One of the greatest strengths of Spark is its ability to execute long data pipelines with multiple steps without always having to write the intermediate data and re-read it at the next step.
In DSS, each recipe reads some datasets and writes some datasets. For example:
- A grouping recipe will read from the storage the input dataset, perform the grouping and write the grouped dataset to its storage.
- A PySpark recipe will direct Spark to read the input(s), perform the whole Spark computation defined by the PySpark recipe and then direct Spark to write the output(s)
With this behavior:
- When writing a coding Spark recipe (PySpark, SparkR, Spark-Scala or SparkSQL), you can write arbitrarily complex data processing pipelines with an arbitrary number of Spark steps and operations, and DSS will send this to Spark.
- However, when having a chain of visual recipes (a grouping then a prepare then a join then a grouping ...), each recipe is executed independently, and the data is materialized in each dataset.

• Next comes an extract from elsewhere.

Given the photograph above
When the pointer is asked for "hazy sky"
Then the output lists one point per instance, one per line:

If all of these visual recipes are Spark-enabled, it is possible to avoid the read-write-read-write cycle using Spark pipelines. When several consecutive recipes in a DSS Flow (including with branches or splits) use the Spark engine, DSS can automatically merge all of these recipes and run them as a single Spark job, called a Spark pipeline. This strongly boosts performance by avoiding needless writes and reads of intermediate datasets, and also alleviates Spark startup overheads.
A Spark pipeline covers multiple recipes, and thus one or more intermediate datasets which are part of the pipeline. You can configure the behavior of the pipeline for each of these intermediate datasets:
- Either this dataset is not meaningful nor useful by itself: it is only required as an intermediate step to feed recipes down the Flow. In that case, DSS will not at all write the data of this intermediate dataset when executing the Spark pipeline.
- Or the data in this dataset is actually useful (maybe because you have charts or notebooks using it). In that case, during the execution of the pipeline, DSS will still write the intermediate dataset.
Writing intermediate datasets reduces the performance gain of using a Spark pipeline, but does not negate it since the burden of re-reading the dataset afterwards is still alleviated. It also mutualizes startup overheads.
As of DSS 4.0, the Spark pipeline feature is considered as experimental. In case of issues, you always have the option to disable Spark pipelines on a per-project basis.
Merging of Spark pipelines is not enabled by default in DSS. It must be enabled on a per-project basis.
- Go to the project settings
- Go to “Build”
- Enable “Merge Spark pipelines”
- Save settings
You don’t need to do anything special to get Spark pipelines. Each time you run a build job, DSS will evaluate whether one or several Spark pipelines can be created and will run them automatically.
You can check whether a Spark pipeline has been created in the job’s results page. On the left part of the screen, “Spark pipeline (xx activities)” will appear and mention how many recipe or recipe executions were merged together.
The behavior of intermediate datasets can be configured by the user: write them or not (only the final datasets are written in that case).
This behavior is configured per dataset.
- Go to the dataset’s settings page
- Go to Advanced
- Check “Virtualizable in build” if you don’t require this dataset to be built when a Spark pipeline includes it.